Secretário de Defesa Pete Hegseth enfatiza riscos de bloqueio contínuo e possíveis ataques se Irã não agir com sabedoria

EUA reforçam que bloqueio ao Irã e pressão econômica persistirão caso o país não faça "uma escolha sábia" diante do conflito no Estreito de Ormuz.
Contexto do bloqueio ao Irã e posição dos Estados Unidos
O bloqueio ao Irã e a pressão econômica são temas centrais na atual crise entre Teerã e Washington. Em coletiva de imprensa realizada em 16 de fevereiro de 2026, o secretário de Defesa dos Estados Unidos, Pete Hegseth, enfatizou que o bloqueio aos portos iranianos será mantido pelo tempo que for necessário, ressaltando a importância de uma “escolha sábia” por parte dos líderes iranianos. O Estreito de Ormuz, uma das rotas marítimas mais estratégicas do mundo, tem sido ponto focal desta disputa, devido à sua relevância para o transporte de quase um quinto do petróleo e gás mundial.

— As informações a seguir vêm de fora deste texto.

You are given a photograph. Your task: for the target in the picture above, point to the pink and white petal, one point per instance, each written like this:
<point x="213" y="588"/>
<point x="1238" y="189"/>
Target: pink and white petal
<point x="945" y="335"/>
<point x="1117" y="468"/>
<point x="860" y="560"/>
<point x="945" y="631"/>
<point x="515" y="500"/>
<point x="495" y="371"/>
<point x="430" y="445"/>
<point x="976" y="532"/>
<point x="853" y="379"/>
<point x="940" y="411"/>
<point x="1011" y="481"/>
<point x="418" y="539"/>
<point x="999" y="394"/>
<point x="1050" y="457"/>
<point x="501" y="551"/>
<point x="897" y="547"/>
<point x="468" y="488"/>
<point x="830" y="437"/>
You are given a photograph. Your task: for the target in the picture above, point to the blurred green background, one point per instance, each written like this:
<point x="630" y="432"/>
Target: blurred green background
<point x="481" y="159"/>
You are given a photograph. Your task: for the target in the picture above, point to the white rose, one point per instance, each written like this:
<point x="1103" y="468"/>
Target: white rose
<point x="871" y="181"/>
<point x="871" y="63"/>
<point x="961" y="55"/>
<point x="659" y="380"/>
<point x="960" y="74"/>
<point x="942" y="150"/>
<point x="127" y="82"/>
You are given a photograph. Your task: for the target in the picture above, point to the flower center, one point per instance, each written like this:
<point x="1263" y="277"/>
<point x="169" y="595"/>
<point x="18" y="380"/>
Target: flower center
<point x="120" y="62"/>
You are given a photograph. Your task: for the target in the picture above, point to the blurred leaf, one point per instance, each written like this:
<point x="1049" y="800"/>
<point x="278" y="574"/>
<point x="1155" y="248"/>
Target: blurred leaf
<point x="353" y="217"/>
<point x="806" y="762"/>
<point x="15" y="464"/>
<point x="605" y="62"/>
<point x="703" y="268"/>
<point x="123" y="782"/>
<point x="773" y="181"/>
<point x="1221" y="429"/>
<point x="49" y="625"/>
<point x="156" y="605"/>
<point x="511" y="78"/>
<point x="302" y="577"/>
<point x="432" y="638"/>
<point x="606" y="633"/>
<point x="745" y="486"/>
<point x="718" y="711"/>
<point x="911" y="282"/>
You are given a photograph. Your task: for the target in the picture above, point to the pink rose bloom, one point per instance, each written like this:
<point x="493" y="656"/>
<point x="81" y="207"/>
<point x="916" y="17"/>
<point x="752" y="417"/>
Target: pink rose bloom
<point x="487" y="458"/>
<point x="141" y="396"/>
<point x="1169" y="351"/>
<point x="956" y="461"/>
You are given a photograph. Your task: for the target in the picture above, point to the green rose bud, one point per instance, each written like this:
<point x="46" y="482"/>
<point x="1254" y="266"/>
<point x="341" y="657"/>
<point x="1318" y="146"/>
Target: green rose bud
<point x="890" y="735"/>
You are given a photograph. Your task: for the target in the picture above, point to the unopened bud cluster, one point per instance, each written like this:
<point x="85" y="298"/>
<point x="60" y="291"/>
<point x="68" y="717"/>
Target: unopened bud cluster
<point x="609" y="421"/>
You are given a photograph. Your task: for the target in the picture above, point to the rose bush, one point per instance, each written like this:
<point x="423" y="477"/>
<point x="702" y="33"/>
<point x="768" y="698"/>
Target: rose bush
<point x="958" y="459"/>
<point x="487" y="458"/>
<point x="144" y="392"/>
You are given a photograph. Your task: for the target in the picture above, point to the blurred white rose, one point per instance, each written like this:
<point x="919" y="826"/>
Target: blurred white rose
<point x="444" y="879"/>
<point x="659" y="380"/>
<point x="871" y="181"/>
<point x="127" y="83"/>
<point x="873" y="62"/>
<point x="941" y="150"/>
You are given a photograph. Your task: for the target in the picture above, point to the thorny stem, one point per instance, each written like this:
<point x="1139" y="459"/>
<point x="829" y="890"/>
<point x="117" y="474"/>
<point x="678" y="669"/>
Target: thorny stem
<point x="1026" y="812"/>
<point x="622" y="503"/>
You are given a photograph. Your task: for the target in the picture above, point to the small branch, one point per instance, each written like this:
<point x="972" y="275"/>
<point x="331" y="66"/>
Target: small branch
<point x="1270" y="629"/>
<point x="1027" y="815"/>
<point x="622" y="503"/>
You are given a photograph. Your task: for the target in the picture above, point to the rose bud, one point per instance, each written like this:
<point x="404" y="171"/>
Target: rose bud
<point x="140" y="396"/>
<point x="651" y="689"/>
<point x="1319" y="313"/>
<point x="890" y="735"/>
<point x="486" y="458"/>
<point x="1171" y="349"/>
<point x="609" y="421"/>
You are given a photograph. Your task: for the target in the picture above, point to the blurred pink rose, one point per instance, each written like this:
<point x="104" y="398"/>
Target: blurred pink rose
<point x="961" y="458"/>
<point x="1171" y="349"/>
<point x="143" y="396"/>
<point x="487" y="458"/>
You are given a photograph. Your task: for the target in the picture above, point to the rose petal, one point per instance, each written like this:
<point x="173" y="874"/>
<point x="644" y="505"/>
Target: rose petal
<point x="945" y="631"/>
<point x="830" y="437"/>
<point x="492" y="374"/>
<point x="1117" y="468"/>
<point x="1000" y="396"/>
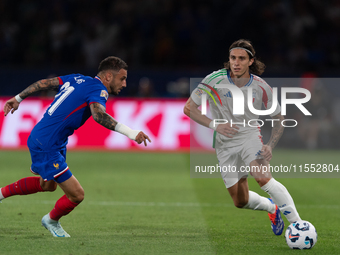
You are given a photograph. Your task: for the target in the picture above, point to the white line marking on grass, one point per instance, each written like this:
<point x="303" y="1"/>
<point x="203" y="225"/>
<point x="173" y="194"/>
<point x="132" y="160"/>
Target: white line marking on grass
<point x="157" y="204"/>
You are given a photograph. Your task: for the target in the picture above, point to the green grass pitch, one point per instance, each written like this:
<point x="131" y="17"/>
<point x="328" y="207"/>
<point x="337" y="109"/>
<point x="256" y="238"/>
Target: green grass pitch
<point x="146" y="203"/>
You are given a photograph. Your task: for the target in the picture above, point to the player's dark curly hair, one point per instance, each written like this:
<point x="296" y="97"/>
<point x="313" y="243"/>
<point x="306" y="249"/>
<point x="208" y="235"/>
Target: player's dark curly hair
<point x="257" y="67"/>
<point x="112" y="63"/>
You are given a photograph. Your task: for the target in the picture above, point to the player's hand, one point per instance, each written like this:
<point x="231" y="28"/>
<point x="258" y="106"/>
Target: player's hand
<point x="266" y="152"/>
<point x="227" y="129"/>
<point x="11" y="106"/>
<point x="141" y="137"/>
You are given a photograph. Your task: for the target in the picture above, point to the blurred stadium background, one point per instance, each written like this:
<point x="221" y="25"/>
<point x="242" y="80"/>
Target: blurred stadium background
<point x="165" y="43"/>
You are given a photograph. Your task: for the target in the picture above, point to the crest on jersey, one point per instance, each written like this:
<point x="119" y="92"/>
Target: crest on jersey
<point x="104" y="94"/>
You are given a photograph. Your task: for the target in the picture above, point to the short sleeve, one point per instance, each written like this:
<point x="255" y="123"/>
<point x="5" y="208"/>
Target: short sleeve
<point x="267" y="99"/>
<point x="197" y="93"/>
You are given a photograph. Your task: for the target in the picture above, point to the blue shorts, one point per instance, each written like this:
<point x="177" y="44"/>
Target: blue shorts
<point x="50" y="165"/>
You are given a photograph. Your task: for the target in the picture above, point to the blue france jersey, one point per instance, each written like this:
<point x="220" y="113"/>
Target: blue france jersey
<point x="69" y="110"/>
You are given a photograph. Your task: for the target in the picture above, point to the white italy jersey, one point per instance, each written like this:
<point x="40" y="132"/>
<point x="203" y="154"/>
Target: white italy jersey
<point x="262" y="94"/>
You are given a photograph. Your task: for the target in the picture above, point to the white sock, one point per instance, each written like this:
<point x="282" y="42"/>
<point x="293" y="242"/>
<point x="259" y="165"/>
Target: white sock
<point x="257" y="202"/>
<point x="282" y="199"/>
<point x="1" y="196"/>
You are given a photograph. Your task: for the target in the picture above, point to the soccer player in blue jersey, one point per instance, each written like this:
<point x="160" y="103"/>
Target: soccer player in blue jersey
<point x="78" y="98"/>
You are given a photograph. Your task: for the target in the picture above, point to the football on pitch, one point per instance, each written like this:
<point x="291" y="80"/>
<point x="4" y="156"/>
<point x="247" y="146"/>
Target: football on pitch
<point x="301" y="235"/>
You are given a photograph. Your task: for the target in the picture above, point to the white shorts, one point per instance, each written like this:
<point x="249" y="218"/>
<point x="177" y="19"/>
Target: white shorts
<point x="233" y="160"/>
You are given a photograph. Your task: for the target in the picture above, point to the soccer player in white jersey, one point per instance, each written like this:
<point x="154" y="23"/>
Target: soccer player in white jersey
<point x="241" y="144"/>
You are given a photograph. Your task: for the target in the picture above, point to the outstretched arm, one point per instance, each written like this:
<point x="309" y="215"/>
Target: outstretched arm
<point x="99" y="114"/>
<point x="47" y="84"/>
<point x="277" y="132"/>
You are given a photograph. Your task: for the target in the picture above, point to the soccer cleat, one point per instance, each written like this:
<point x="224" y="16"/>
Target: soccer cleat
<point x="276" y="220"/>
<point x="53" y="226"/>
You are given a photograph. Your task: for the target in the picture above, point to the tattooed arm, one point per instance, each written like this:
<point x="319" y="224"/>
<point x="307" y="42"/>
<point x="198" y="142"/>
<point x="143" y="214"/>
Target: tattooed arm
<point x="99" y="114"/>
<point x="46" y="84"/>
<point x="277" y="132"/>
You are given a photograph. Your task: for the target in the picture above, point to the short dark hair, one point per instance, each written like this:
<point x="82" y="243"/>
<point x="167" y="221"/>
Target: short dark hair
<point x="257" y="67"/>
<point x="112" y="63"/>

Amenazas y advertencias militares de autoridades estadounidenses
Além do bloqueio, Hegseth advertiu que, caso o Irã opte por uma postura considerada negativa, o país sofrerá ataques direcionados a infraestruturas críticas, energia e instalações de geração elétrica. Essas declarações foram reforçadas pelo general Dan Caine, chefe do Estado-Maior Conjunto americano, que destacou a prontidão das forças militares dos EUA para retomar operações de grande escala caso seja necessário. Essa postura demonstra a continuidade da pressão militar como instrumento de dissuasão para conter ações iranianas consideradas hostis.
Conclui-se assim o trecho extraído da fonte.